Rating: Summary: On The (Confederate) Road Review: When this book first came out, I was concerned that it would, like so many books, paint those who still memorialize the Confederacy as either rabid racists or slack-jawed yokels. However, the photograph of Robert Lee Hodge on the cover kept calling me. Once I took the plunge, I couldn't pull myself out. He critically examines Southrons and our obsession for the War Between The States, yet he does so with pathos, respect, objectivity, and a sense of humor. I haven't enjoyed a vicarious road trip this much since reading Jack Kerouac and Hunter S. Thompson. The chronicle is worth reading, if for nothing else, the 'Gasm with Rob Hodge. He draws some interesting parallels between those re-enacting the 1860's and those attempting to re-enact the 1960's as well.
Rating: Summary: take this book with a grain of salt Review: A very entertaining book but a horrible depiction of the south. This definitely was a page turner but i was confused at the authors intent and i was really taken back by many of the reviews for this book.
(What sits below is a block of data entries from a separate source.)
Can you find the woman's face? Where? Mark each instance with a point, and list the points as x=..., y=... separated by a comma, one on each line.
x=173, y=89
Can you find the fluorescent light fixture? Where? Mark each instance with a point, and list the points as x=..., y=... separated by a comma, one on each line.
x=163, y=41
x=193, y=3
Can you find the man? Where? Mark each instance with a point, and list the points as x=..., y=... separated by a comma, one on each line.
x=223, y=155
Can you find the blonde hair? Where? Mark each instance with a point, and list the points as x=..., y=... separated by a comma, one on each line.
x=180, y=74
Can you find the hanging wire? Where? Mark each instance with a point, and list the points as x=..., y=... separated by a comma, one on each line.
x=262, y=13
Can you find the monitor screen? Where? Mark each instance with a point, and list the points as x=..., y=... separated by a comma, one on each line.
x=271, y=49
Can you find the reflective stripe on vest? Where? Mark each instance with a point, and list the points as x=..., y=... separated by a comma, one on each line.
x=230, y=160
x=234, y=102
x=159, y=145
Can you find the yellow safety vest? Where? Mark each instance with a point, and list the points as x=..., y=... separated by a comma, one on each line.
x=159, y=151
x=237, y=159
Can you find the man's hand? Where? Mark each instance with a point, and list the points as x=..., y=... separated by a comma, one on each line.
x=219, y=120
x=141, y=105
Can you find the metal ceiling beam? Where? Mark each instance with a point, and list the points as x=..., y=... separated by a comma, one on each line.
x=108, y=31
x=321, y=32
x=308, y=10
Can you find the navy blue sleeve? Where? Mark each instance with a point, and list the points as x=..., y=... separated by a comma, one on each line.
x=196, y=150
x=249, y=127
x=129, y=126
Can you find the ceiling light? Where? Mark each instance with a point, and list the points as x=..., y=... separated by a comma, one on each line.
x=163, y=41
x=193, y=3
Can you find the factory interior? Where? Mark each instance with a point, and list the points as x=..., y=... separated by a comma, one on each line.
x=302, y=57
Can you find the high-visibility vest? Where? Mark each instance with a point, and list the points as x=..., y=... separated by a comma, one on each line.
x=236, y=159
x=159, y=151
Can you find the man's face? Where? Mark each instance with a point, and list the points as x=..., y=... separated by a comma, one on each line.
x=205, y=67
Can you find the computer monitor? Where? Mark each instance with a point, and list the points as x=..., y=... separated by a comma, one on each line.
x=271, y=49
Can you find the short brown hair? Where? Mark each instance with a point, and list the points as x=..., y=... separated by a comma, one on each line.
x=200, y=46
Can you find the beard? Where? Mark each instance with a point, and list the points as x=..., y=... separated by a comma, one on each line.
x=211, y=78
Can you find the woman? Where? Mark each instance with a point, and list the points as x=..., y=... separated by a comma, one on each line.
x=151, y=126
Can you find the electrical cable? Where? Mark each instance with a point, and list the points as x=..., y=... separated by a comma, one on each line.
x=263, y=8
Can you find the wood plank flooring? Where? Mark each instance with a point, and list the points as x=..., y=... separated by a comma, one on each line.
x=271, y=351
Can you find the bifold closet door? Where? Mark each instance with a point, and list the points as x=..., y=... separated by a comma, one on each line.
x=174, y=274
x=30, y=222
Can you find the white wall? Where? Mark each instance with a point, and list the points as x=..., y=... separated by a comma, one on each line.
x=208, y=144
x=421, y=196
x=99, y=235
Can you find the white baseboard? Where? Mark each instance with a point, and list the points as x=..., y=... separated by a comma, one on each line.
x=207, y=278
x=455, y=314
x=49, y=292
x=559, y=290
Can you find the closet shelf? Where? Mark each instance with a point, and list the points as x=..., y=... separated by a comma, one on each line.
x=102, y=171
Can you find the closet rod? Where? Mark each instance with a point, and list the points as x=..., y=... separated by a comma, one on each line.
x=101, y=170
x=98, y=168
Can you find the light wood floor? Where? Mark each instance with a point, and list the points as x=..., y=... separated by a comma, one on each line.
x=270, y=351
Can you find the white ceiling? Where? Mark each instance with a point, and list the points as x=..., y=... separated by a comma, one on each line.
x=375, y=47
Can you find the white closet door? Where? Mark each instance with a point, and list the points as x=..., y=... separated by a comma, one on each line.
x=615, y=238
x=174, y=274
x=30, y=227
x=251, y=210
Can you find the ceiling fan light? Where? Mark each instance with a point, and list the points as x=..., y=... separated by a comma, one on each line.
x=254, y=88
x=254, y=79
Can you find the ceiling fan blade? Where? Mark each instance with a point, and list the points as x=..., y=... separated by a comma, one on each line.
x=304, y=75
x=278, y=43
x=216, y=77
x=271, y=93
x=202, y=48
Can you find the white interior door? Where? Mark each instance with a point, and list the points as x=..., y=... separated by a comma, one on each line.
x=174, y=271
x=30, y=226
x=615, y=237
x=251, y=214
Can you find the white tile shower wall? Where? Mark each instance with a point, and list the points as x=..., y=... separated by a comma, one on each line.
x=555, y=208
Many reviewers below have bashed the southern people making them all sound like "backwoods racists". Mr. Horowitz interviewed and wrote about a handful of southern extremists and ,according to many of the previous reviews, this is how the majority of southerners act. I have lived my whole live in the south except for the last two years where i have lived in Japan. I have traveled around the united states and around the world and there is one thing i have noticed that there is "extremist" or "racists" everywhere but i do not compare that country or state to those small minded people. This book should be taken with a grain of salt.
Rating: Summary: An Interesting Story, but a Slow Read Review: This novel is written by Tony Horwitz basically as an account of his travels through the South. On his travles he passes through many historic towns and stops at important landmarks. As interesting as this may sound, this novel is written almost like a 400 page newspaper article. It was a task to bring myself to finishing this novel, but since it was a required assignment I had to. Otherwise I would have put it down after the first chapter and stuck on a shelf somewhere.
For those diehard southerners or anyone who enjoys learning about the Civil War this would probably be an interesting and descent novel. However, for those who look for suspense and action when reading a book I reccomend that you stay away from this particular novel. I have given it a three out of five stars only because some parts did interest me, but for the most part I did not look forward to having to continue reading this book.